Is it real, or is it lust?
Yesterday's readings from my class notes were on morality, specifically marriage. And interestingly, that afternoon my son dropped down at the table near me and asked, "How do you know if you're attracted to someone?" It was one of those really cool parenting moments.
So I launched into a description of qualities I was looking for in a partner, things like happiness, intelligence, openness, affection, etc. Then he clarified that what he meant was, how do you know if it's real or if it's lust? Which of course is an entirely different question!
This gave me pause. I started with an idea that's always meant a lot to me, related to the synonyms of God found in Christian Science (so many things tie back to those seven words). In Christian Science, God is Love and God is Mind. Mind and Love coexist in the same supreme entity and are inextricably linked.
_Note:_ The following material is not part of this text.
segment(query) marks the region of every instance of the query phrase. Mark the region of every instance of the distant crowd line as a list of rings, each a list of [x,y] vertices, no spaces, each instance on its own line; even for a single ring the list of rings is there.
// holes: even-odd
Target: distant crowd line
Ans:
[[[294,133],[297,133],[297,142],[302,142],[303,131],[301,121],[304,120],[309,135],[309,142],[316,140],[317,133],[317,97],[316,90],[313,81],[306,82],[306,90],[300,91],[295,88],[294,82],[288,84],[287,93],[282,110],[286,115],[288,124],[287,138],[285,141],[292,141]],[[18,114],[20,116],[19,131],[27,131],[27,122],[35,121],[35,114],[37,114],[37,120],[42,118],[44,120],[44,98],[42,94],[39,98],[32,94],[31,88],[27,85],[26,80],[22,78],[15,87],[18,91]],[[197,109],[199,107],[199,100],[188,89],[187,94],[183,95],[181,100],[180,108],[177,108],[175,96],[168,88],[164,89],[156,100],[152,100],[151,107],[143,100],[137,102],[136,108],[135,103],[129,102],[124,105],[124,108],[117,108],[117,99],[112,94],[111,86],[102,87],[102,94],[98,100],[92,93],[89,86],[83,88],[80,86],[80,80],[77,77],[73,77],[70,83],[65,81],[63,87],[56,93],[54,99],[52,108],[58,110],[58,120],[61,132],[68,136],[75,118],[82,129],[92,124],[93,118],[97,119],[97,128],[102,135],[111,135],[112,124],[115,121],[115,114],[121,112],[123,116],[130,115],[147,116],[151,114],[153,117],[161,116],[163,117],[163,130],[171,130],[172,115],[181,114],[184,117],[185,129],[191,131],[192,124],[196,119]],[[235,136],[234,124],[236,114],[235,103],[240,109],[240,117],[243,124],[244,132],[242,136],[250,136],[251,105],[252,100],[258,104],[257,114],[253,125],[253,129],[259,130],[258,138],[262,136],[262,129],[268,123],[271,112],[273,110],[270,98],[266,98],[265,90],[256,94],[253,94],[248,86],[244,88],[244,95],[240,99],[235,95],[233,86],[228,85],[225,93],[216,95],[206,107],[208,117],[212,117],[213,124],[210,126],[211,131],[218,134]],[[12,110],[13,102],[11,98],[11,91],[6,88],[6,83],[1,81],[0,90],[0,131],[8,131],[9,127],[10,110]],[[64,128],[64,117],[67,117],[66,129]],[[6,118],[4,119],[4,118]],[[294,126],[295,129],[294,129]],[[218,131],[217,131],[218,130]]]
So real love to me, even on the human scene, needs to be intelligent. It needs to be rational, it needs to make sense.
I told my son you can choose to be attracted—it's not something that you have no control over. Gone are the days where a mere physical spark will get my attention. I use rational criteria to decide if I want to pursue a relationship with someone. Do our lives blend? Do we share compatible values and aspirations? Does it make sense to team up given our life circumstances? If the circumstances don't make sense, I'm not one to pursue it even if I really like the guy. To me, there's no point in starting something I can't finish.
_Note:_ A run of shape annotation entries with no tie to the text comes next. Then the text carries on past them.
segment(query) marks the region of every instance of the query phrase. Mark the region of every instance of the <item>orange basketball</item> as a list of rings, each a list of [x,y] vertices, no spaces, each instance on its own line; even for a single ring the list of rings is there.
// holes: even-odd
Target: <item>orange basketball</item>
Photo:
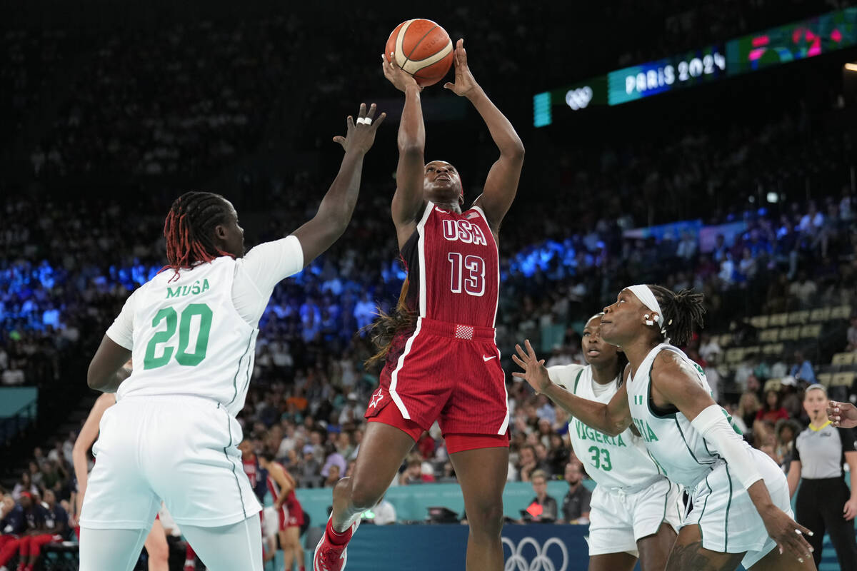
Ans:
[[[387,40],[384,57],[396,62],[414,76],[422,87],[437,83],[452,65],[452,40],[446,31],[431,20],[417,18],[403,21]]]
The Marriage chapter in Science and Health says this: "Kindred tastes, motives, and aspirations are necessary to the formation of a happy and permanent companionship" (p. 60). That sounds to me like there's an obligation to find out about those kindred tastes, motives and aspirations before we jump in.
Lust, then, might be what we feel on a physical level for someone before we've determined whether we're compatible in the emotional or life-goal realms. I think it's hard to lust after someone you really have gotten to know or care about. Sure, you may be crazy for them physically, but I wouldn't call that lust. Lust is about the unknown, about the taking, about the self gratification. Affection, even if it's hot, even if it's orgasmic, between two people who have formed a bond I think is in a different category than lust.
Frankly, I don't know that many people who are walking around feeling or indulging in what I would consider lust. Lust is flat-out sexual hunger with no redeeming features attached to it. Feeling a very strong attraction for someone you care about and are committed to is different, at least in my book.
Would love to hear from you all, especially you married folks. How does attraction fit in to your relationships?